Benzina, prezzi alle stelle. E non è finita qui

Da inizio anno i carburanti sono aumentati del 13%. Oggi, rispetto all’autunno 2020, per fare un pieno servono quasi 12 euro in più

Migration

La benzina galoppa. E il diesel segue a ruota. Le notizie sul fronte dei carburanti non sono incoraggianti. E, secondo le proiezioni a medio termine effettuate degli analisti, non lo saranno nemmeno nelle prossime settimane. Anzi, i prezzi sono annunciati in aumento. I consumatori, insomma, devono mettersi il cuore in pace. Ieri, per un litro di verde, il prezzo medio nella nostra provincia era di 1,656 euro, comunque inferiore alla media nazionale di 1,685 euro. Un litro di gasolio invece, costava in media 1,521 euro, anche in questo caso, inferiore alla media nazionale di 1,546 euro. Secondo l’Unione dei consumatori, si tratta in ogni caso di ‘vette’ che non si raggiungevano dal novembre 2018. Da inizio anno, benzina e diesel costano oltre il 13% in più, il che può portare a un aumento per il pieno di un’auto, anche di 6-7 euro. Ma, se arretriamo il raggio anche solo di qualche mese, la ‘frustrazione da pieno’ aumenta. E di parecchio.

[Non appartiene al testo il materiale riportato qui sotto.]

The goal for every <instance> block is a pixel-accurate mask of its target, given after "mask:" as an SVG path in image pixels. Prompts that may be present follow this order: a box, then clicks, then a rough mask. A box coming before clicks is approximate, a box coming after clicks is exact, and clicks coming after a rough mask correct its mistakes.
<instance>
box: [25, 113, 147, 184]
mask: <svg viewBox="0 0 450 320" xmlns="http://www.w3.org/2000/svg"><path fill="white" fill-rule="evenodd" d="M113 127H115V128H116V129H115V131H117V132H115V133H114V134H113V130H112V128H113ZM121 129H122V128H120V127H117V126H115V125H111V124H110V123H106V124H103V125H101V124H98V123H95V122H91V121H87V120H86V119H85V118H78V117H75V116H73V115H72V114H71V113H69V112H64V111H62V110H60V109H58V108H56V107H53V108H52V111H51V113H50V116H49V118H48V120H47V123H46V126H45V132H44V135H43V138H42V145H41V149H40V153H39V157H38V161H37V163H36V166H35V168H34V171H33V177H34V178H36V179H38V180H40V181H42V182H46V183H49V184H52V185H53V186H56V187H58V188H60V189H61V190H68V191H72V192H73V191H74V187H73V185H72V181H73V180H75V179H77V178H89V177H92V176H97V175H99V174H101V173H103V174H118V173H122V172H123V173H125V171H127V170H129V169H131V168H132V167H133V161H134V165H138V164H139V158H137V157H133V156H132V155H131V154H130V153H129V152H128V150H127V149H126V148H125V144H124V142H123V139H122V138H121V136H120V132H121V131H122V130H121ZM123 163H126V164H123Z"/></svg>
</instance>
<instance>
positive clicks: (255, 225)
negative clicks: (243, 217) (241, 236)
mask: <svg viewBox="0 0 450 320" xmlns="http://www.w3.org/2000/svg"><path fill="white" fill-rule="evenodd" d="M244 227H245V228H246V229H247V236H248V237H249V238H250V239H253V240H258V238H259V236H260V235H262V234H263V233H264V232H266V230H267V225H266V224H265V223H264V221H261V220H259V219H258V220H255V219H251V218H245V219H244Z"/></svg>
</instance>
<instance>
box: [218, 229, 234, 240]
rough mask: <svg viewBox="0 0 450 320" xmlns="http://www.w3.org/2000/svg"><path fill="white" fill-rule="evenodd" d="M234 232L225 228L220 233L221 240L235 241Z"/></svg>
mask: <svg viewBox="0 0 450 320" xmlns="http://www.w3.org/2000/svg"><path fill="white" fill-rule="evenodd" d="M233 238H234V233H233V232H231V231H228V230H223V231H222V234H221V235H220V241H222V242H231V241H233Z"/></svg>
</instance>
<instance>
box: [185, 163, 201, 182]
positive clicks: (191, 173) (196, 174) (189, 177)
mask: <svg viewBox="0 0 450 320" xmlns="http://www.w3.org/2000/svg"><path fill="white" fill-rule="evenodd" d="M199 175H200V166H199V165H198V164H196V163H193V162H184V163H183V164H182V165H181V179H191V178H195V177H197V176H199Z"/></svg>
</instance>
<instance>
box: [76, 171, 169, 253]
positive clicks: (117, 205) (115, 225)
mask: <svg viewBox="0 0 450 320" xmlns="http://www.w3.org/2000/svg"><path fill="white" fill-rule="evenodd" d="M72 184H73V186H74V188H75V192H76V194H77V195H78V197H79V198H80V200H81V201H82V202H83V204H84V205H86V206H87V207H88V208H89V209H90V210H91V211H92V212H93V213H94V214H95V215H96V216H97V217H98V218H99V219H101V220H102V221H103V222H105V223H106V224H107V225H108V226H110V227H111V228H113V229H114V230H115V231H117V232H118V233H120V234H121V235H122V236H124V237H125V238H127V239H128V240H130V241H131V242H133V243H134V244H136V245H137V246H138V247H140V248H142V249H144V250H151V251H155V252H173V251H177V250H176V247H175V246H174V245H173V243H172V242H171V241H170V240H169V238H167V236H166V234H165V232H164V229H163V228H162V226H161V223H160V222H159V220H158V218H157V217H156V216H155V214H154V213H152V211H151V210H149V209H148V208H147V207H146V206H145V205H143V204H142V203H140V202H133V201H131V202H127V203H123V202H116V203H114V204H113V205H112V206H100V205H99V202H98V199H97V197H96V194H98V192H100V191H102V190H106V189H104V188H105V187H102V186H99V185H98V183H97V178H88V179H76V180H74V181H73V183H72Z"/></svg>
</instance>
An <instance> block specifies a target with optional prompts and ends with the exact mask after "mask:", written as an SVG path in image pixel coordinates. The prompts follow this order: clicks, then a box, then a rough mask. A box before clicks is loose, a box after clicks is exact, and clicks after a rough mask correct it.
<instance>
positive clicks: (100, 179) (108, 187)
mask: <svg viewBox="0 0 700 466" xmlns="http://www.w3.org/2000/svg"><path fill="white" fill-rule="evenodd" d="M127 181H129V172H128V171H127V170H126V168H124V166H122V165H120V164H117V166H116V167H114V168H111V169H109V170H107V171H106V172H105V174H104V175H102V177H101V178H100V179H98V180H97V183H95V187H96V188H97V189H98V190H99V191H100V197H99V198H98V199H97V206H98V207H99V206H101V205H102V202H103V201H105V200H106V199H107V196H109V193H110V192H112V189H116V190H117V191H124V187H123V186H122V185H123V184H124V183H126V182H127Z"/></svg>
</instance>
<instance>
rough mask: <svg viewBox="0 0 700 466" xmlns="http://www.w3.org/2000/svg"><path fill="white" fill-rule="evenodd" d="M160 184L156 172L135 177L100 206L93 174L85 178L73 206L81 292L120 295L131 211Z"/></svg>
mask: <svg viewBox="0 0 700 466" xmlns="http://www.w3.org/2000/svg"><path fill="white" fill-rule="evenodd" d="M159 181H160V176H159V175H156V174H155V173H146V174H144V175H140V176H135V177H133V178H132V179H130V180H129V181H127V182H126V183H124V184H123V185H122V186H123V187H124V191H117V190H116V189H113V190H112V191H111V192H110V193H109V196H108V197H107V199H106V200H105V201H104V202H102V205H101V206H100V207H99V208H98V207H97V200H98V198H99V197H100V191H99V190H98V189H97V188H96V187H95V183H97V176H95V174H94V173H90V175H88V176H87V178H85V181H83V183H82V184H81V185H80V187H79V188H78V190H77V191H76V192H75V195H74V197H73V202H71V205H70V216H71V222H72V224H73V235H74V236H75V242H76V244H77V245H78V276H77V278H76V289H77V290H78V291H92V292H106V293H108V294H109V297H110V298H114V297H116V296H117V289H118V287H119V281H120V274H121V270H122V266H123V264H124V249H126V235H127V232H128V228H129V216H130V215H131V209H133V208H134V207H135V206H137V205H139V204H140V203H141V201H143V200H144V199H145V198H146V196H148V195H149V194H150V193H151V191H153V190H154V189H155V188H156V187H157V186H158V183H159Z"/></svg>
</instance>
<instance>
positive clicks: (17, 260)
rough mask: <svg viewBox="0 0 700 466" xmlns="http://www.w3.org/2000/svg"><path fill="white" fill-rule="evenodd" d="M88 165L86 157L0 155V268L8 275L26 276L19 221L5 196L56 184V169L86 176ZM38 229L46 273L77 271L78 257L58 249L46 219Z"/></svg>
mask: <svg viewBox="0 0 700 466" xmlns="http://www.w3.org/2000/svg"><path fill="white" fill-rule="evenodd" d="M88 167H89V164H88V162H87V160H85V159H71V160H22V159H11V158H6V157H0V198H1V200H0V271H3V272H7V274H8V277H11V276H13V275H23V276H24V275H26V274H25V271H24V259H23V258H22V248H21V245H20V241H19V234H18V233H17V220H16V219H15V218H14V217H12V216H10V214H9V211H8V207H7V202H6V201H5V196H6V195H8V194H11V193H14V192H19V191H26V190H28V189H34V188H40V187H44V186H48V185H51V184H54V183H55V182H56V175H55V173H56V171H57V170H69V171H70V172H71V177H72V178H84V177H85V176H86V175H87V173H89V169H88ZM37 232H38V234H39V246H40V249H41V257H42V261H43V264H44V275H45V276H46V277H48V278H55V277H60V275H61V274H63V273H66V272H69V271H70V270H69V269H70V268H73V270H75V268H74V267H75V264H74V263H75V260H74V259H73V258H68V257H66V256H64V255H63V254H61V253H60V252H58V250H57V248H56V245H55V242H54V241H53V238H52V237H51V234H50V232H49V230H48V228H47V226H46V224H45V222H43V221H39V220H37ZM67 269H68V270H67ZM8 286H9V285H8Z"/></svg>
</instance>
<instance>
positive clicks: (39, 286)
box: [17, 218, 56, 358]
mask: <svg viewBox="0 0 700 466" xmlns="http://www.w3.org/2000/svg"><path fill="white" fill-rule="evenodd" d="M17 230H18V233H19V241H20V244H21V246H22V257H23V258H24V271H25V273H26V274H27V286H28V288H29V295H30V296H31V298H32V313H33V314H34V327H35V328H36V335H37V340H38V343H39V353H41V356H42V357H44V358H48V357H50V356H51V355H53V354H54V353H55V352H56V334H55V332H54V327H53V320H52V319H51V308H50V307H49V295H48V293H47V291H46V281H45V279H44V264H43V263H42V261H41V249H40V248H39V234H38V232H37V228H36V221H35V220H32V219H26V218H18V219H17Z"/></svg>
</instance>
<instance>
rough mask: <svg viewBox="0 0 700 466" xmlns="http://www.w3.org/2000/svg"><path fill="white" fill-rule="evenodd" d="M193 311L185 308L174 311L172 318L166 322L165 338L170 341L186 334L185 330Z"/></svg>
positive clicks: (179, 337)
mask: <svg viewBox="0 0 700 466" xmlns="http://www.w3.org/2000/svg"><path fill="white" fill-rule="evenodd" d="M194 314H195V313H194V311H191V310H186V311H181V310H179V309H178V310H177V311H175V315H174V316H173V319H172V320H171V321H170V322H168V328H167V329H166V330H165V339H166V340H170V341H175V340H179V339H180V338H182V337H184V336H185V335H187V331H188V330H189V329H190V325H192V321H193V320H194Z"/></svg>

Era il novembre 2020 quando, in pieno lockdown, e dunque coi consumi ai minimi, anche i prezzi dei carburanti si erano adeguati. Un litro di verde costava appena 1,390 euro, e un litro di diesel scendeva a quota 1,261. Se oggi, il raffronto è con queste cifre, ovvero coi listini di 8 mesi fa, gli aumenti sono addirittura di oltre il 21%. Tradotto: rispetto all’autunno scorso, per fare un pieno, oggi servono quasi 12 euro in più. Un salasso, insomma. I motivi della stangata sono due. Il primo è ciclico. Durante l’estate, proprio mentre 8 italiani su 10 si spostano per le vacanze, e nonostante aumentino i consumi, i prezzi salgono sempre. È una legge ineluttabile, non si scappa. Poi però, ad incidere, ci sono anche problemi contingenti, ovvero le tensioni internazionali, sulle quali, i Paesi occidentali, in pratica hanno poco margine, e possono fare solo da spettatori inermi. In particolare, il riferimento è al recente fallimento delle trattative – avvenuto in campo neutro a Vienna – tra i Paesi produttori aderenti all’Opec. Il nocciolo della questione verteva sull’aumento della produzione di greggio. Da una parte l’Arabia Saudita (primo produttore dell’Opec e terzo produttore al mondo con 8,5 milioni di barili al giorno); dall’altra gli Emirati Arabi Uniti, la cui produzione si ferma a circa un terzo di quella saudita. Gli Emirati vorrebbero produrre di più, ma i sauditi (con l’appoggio di Mosca) temono che, un’apertura, possa generare un abbassamento dei prezzi. Queste tensioni hanno spinto il prezzo del barile fino a 78 dollari. A marzo era di 60 dollari. Ecco perché ulteriori aumenti dei prezzi alla pompa è praticamente scontato.